Having hardware that can be programmed after manufacturing is key for factory cameras that identify rotten food on an assembly line, wireless base stations that process cellular signals or corporate servers crunching machine learning tasks. It would be too costly to retool these applications with new chips every couple of years, so companies install field-programmable gate arrays – more commonly known as FPGAs.
That was the reasoning behind Intel’s $16.7 billion acquisition of Altera, one of the world’s largest makers of the chips. But the Santa Clara, California-based company is also betting on customers outgrowing its programmable silicon. Once no more changes are required, many companies convert an FPGA into an application-specific integrated circuit, or ASIC, which is severely less programmable but much more power efficient.

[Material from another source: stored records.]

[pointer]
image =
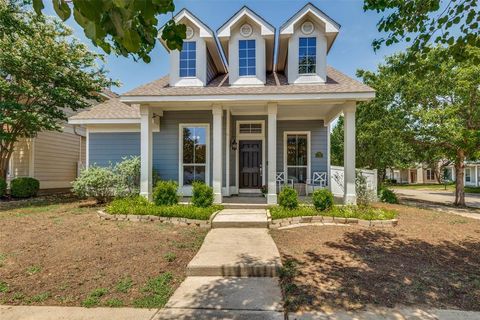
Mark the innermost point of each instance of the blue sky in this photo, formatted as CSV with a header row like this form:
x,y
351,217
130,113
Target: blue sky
x,y
351,51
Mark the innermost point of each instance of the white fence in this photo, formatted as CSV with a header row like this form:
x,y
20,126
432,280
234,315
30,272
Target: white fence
x,y
338,182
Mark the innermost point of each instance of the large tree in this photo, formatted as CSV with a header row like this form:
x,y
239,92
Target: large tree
x,y
44,72
126,27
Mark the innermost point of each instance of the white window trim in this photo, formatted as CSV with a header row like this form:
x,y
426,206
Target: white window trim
x,y
309,158
187,189
249,136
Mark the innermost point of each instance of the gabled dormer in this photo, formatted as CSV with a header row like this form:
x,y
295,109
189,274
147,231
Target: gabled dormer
x,y
304,42
200,60
248,43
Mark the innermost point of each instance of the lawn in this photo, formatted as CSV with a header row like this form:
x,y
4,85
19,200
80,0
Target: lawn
x,y
430,259
434,187
57,251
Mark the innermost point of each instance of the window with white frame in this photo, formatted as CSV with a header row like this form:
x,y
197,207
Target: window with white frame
x,y
188,57
246,58
468,175
307,55
194,153
296,148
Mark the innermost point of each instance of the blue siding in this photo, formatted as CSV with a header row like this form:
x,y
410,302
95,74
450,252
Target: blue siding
x,y
109,148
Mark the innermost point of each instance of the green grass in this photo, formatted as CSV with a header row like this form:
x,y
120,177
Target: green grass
x,y
140,206
364,213
156,292
93,298
124,285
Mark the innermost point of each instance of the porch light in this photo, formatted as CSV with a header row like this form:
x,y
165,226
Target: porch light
x,y
234,144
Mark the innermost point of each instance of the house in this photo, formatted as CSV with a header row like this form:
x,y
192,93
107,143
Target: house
x,y
54,158
231,116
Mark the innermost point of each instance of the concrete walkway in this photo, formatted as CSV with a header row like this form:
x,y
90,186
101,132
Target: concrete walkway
x,y
233,275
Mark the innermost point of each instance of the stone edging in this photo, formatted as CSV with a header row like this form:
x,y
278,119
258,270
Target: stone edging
x,y
150,218
279,223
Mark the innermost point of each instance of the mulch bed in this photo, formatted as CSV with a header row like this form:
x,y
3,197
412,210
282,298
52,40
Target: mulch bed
x,y
430,259
55,251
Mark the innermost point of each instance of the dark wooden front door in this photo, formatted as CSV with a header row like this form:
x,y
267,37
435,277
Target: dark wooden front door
x,y
250,164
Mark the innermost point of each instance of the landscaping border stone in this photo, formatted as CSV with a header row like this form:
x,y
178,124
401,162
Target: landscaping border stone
x,y
151,218
280,223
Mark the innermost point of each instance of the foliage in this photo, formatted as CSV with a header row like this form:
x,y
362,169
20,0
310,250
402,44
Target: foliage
x,y
3,187
157,291
364,213
24,187
141,206
44,75
364,195
288,198
449,23
322,199
124,27
387,195
96,182
165,193
128,177
202,195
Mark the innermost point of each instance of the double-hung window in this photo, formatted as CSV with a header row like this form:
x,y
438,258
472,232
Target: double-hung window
x,y
194,153
246,56
297,156
307,55
188,57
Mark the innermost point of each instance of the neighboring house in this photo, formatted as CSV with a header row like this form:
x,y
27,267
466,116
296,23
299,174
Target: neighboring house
x,y
235,127
54,158
414,175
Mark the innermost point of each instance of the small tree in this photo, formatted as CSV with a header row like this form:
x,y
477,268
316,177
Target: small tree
x,y
43,74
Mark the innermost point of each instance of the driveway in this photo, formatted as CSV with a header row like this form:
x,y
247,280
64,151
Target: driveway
x,y
437,196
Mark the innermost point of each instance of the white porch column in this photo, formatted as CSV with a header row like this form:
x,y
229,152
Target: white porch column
x,y
350,195
272,154
217,153
146,140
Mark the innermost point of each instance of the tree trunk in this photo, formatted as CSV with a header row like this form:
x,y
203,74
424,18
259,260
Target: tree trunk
x,y
459,179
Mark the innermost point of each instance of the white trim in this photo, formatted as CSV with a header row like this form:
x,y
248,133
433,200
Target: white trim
x,y
104,121
309,160
279,97
248,137
186,190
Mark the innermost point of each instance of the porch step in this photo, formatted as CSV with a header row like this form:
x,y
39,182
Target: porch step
x,y
234,252
241,218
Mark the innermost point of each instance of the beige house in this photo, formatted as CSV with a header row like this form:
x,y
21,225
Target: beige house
x,y
54,158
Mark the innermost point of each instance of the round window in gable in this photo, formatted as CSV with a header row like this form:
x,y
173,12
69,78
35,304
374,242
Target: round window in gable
x,y
307,27
189,32
246,30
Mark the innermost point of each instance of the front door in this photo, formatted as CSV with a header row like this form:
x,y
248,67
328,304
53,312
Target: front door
x,y
250,164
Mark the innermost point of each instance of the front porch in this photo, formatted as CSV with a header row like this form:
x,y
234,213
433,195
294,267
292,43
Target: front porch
x,y
239,149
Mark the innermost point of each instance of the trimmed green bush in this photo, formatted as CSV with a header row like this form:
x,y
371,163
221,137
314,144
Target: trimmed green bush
x,y
96,182
24,187
388,196
3,187
141,206
322,199
165,193
288,198
202,195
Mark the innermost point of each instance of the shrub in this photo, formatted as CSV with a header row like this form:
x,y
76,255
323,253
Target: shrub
x,y
322,199
165,193
388,196
3,187
24,187
128,177
202,195
288,198
96,182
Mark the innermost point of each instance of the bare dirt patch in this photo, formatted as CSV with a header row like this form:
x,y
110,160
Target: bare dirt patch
x,y
55,251
430,259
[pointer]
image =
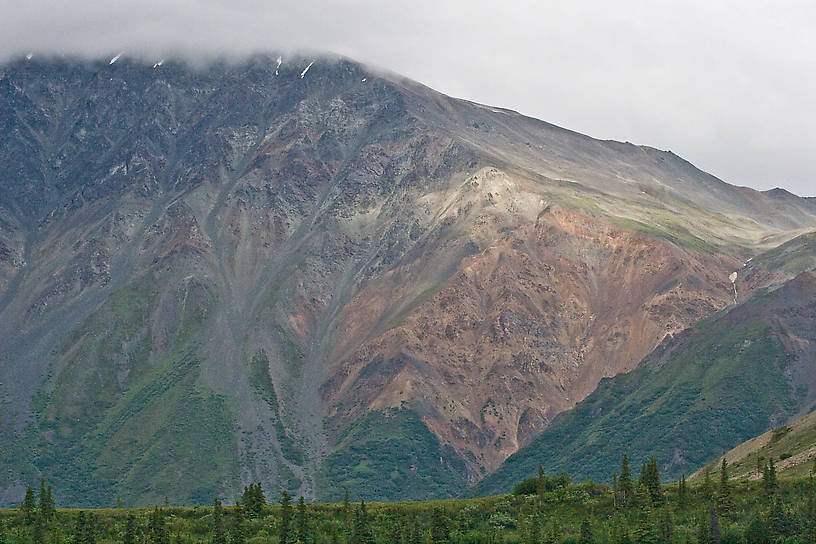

On Monday, the company announced that it would buy Santa Clara, California-based eASIC, which has developed an alternative to standard ASICs for embedded applications and data centers . The company, which employs around 120 people and is led by chief executive Ronnie Vasishta, works with customers to convert FPGAs into custom chips faster and cheaper than regular ASICs.
“You take an FPGA to market and in certain areas when the design stops changing and you have extremely high volumes, you think about going with an ASIC,” said Dan McNamara, vice president and general manager of Intel’s programmable solutions group, adding that the deal would let it hold onto customers that decide to convert. “We really think customers will see value in partnering with us for the entire lifecycle,” he told Electronic Design.
Intel declined to disclose the financial terms of the deal, which will likely close in the third quarter. The acquisition is targeted at filling the holes that have formed in Intel’s business as production costs rise and rivals close the gap on its manufacturing lead. eASIC could also help protect Intel’s lead in data centers, where the center of gravity is shifting from processors to accelerators, which include GPUs and FPGAs as well as ASICs.
Intel plans to integrate eASIC, which was valued at $110 million last year, with its programmable solutions group. The group has blossomed as cloud computing companies like Microsoft use its chips as server accelerators. In the first quarter, the business unit said revenues rose almost 20 percent to $498 million and server sales jumped 150 percent over the last year. The division also sells chips for industrial, medical, automotive and other applications.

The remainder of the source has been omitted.